From 081845b35be34d825795408607f30d8725a1386a Mon Sep 17 00:00:00 2001 From: =?UTF-8?q?=E5=91=A8=E9=80=B8=E8=BD=A9?= Date: Tue, 16 Sep 2025 13:24:30 +0800 Subject: [PATCH] FX: readme description --- README.md | 73 +++++++++++++----------- src/voxcpm/modules/locdit/unified_cfm.py | 2 +- 2 files changed, 41 insertions(+), 34 deletions(-) diff --git a/README.md b/README.md index b4cb85f..a5262b5 100644 --- a/README.md +++ b/README.md @@ -1,7 +1,7 @@ ## 🎙️ VoxCPM: Tokenizer-Free TTS for Context-Aware Speech Generation and True-to-Life Voice Cloning -[![Project Page](https://img.shields.io/badge/Project%20Page-GitHub-blue)](https://github.com/OpenBMB/VoxCPM/) [![Hugging Face](https://img.shields.io/badge/%F0%9F%A4%97%20Hugging%20Face-OpenBMB-yellow)](hhttps://huggingface.co/openbmb/VoxCPM-0.5B) [![Live Playground](https://img.shields.io/badge/Live%20PlayGround-Demo-orange)](https://huggingface.co/spaces/OpenBMB/VoxCPM-Demo) [![Samples](https://img.shields.io/badge/Page-Samples-red)](https://thuhcsi.github.io/VoxCPM/) +[![Project Page](https://img.shields.io/badge/Project%20Page-GitHub-blue)](https://github.com/OpenBMB/VoxCPM/) [![Hugging Face](https://img.shields.io/badge/%F0%9F%A4%97%20Hugging%20Face-OpenBMB-yellow)](https://huggingface.co/openbmb/VoxCPM-0.5B) [![Live Playground](https://img.shields.io/badge/Live%20PlayGround-Demo-orange)](https://huggingface.co/spaces/OpenBMB/VoxCPM-Demo) [![Samples](https://img.shields.io/badge/Page-Samples-red)](https://thuhcsi.github.io/VoxCPM/)
@@ -9,17 +9,17 @@
## News -* [2025.09.16] 🔥 🔥 🔥 We Open Source the VoxCPM-0.5B weights! +* [2025.09.16] 🔥 🔥 🔥 We Open Source the VoxCPM-0.5B [weights](https://huggingface.co/openbmb/VoxCPM-0.5B)! * [2025.09.16] 🎉 🎉 🎉 We Provide the [Gradio PlayGround](https://huggingface.co/spaces/OpenBMB/VoxCPM-Demo) for VoxCPM-0.5B, try it now! ## Overview VoxCPM is a novel tokenizer-free Text-to-Speech (TTS) system that redefines realism in speech synthesis.
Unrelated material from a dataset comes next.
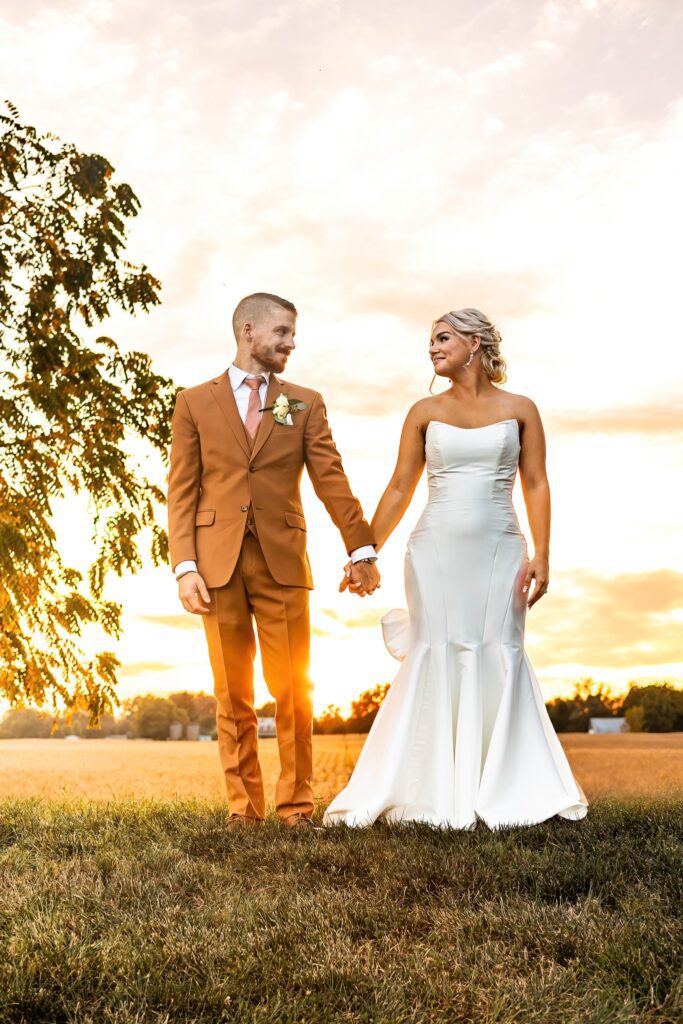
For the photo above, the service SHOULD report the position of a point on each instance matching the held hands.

By modeling speech in a continuous space, it overcomes the limitations of discrete tokenization and enables two flagship capabilities: context-aware speech generation and true-to-life zero-shot voice cloning. -Unlike mainstream approaches that convert speech to discrete tokens, VoxCPM uses an end-to-end diffusion autoregressive architecture that directly generates continuous speech representations from text. Built on [MiniCPM-4](https://huggingface.co/openbmb/MiniCPM4-0.5B), it achieves implicit semantic-acoustic decoupling through hierachical language modeling and FSQ constraints, greatly enhancing both expressiveness and generation stability. +Unlike mainstream approaches that convert speech to discrete tokens, VoxCPM uses an end-to-end diffusion autoregressive architecture that directly generates continuous speech representations from text. Built on [MiniCPM-4](https://huggingface.co/openbmb/MiniCPM4-0.5B) backbone, it achieves implicit semantic-acoustic decoupling through hierachical language modeling and FSQ constraints, greatly enhancing both expressiveness and generation stability.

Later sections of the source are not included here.